Local inference can be slow — a 3-turn run against a large local model may take 15–20 minutes. This is normal and not a timeout; set LLM_TIMEOUT_SECONDS appropriately.
| Port | Service | Exposed |
|---|---|---|
| 3000 | UI + API (configurable via UI_PORT) |
Yes |
| 8000 | Substrate API | Internal only |
| 8080 | MCP Server | Internal only |
| 7474 | Neo4j Browser | Not exposed by default |
| 7687 | Neo4j Bolt | Internal only |
The results/ directory is safe to publish — no API keys, no credentials. To keep your model configurations and keys private while sharing results:
# Add to .gitignore
data/setup/Or to share configurations but not keys:
data/setup/keys.jsonResults from this platform are welcome in this repository. If you run the experiment — or any variant of it — and want to share your findings, open a pull request adding your results to the results/ directory under a clearly named subdirectory:
results/{your-experiment-name}/
There is no formal review process. The goal is to accumulate a public record of how different models and configurations perform under this kind of extended, structured conversation. Positive results, negative results, and inconclusive results are all equally useful.

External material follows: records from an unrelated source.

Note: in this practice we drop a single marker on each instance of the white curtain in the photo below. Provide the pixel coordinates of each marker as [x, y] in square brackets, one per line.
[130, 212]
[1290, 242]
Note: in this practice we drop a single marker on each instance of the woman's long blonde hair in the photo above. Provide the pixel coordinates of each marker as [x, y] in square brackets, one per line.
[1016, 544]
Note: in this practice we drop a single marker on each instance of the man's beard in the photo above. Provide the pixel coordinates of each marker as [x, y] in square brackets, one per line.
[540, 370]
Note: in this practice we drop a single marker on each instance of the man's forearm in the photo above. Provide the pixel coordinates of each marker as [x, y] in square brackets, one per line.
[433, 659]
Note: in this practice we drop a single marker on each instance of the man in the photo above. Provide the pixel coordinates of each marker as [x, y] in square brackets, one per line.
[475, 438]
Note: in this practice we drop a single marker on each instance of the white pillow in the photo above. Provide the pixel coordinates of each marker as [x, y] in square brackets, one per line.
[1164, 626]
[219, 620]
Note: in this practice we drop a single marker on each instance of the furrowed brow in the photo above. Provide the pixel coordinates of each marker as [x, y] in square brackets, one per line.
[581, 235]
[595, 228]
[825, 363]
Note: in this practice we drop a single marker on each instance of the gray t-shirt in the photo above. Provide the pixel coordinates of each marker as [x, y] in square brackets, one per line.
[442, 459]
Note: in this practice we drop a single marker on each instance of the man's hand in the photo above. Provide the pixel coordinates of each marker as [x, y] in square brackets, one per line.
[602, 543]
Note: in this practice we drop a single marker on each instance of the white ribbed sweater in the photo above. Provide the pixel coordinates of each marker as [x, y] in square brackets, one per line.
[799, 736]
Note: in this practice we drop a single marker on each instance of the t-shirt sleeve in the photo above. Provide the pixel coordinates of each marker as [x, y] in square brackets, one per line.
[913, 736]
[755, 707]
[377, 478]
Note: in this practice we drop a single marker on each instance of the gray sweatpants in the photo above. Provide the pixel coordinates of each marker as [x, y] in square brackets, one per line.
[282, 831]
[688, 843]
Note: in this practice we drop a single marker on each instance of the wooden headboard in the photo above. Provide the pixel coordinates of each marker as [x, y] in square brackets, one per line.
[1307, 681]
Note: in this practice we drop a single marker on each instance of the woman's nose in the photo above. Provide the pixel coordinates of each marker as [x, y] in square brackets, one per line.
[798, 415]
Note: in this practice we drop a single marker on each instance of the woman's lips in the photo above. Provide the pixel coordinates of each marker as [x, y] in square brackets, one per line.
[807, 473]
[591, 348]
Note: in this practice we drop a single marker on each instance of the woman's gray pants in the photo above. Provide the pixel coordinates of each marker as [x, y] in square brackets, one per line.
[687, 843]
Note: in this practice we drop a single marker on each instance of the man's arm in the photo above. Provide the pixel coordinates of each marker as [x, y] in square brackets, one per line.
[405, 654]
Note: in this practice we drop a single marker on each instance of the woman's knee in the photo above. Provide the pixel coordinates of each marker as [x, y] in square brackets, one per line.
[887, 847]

A few lightweight conventions make the data useful rather than just numerous:
Required:
summary.json— generated automatically by every run; do not edit it. This is the primary record of what was actually run.- At least one transcript file (
transcript_*.md) for each condition you are submitting.
In your PR description, include:
- Model name and parameter count (e.g.
Qwen3 32B) - Quantization if applicable (e.g.
Q4_K_M,fp16,bf16) - Hardware (e.g.
RTX 4090 24GB,M3 Max 96GB,cloud API) - Any parameters you changed from the defaults, and why
- A brief qualitative note on what you observed — even one sentence is enough
Please don't:
- Edit transcript files after generation — unmodified transcripts are the point
- Submit partial runs (both conditions must be complete for the comparison to be valid)
- Change the directory structure inside your result folder
Raw JSONL logs and checkpoint artifacts are optional but appreciated for reproducibility. If you ran a variant — different prompts, different turn limit, different interviewer — note that clearly so it can be interpreted in context rather than treated as a straight replication.